Ils ajoutent qu’en application des articles 834 et 835 du code de procédure civile, de l’article 1103 du code civil et de l’article 24 de la loi du 6 juillet 1989, il convient de constater l’application de la clause résolutoire, d’ordonner l’expulsion, de fixer le montant de l’indemnité d’occupation à une somme équivalente au loyer et aux charges et de condamner le locataire au paiement à titre de provision de l’arriéré de loyers arrêté au jour de la rupture du bail.
S’agissant des demandes de suspension de la clause résolutoire et de délais de paiement, ils font valoir que le locataire n’a procédé à aucun paiement de ses loyers et provisions sur charges depuis le mois de février 2024 et que sa situation apparaît de toute évidence obérée.
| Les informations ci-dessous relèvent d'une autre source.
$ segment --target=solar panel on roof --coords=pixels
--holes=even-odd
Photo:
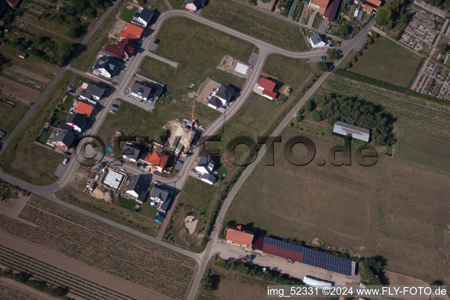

Ils soutiennent que M. [E] [U] n’est pas en situation de régler sa dette locative et n’a pas repris le paiement du loyer courant et que c’est à bon droit que le premier juge n’a pas accordé de délais de paiement et a exclu toute suspension de la clause résolutoire.
MOTIFS DE LA DECISION
Selon les dispositions de l’article 394 du code de procédure civile, le demandeur peut en toute matière se désister de sa demande en vue de mettre fin à l’instance.
Devant la cour d’appel, le désistement est admis en toute matière en l’absence de dispositions contraires et n’a besoin d’être accepté que s’il contient des réserves ou si la partie à l’égard de laquelle il est fait a préalablement formé un appel incident ou une demande incidente ainsi que cela ressort des dispositions des articles 400 et 401 du code de procédure civile.
En l’espèce, M. [E] [U] a expressément manifesté sa volonté de mettre fin à l’instance aux termes de ses conclusions, et ce sans réserve.
Son désistement sans réserve n’a été précédé ni d’un appel incident, ni d’une demande incidente.
Par conséquent, l’instance se trouve éteinte.
En application de l’article 399 du code de procédure civile, le désistement emporte, sauf convention contraire, soumission de payer les frais de l’instance éteinte.
M. [E] [U] sera donc condamné aux dépens d’appel, outre le versement à M. [H] [D] et Mme [V] [D] d’une indemnité de 600 euros en application des dispositions de l’article 700 du code de procédure civile.
PAR CES MOTIFS :
La Cour,
Constate le désistement d’appel de M. [E] [U],
Dit que ce désistement emporte extinction de l’instance portant le numéro 25/02171 et dessaisissement de la cour,
Condamne M. [E] [U] à verser à M. [H] [D] et Mme [V] [D] une somme de 600 euros en application des dispositions de l’article 700 du code de procédure civile,
Condamne M. [E] [U] aux dépens d’appel.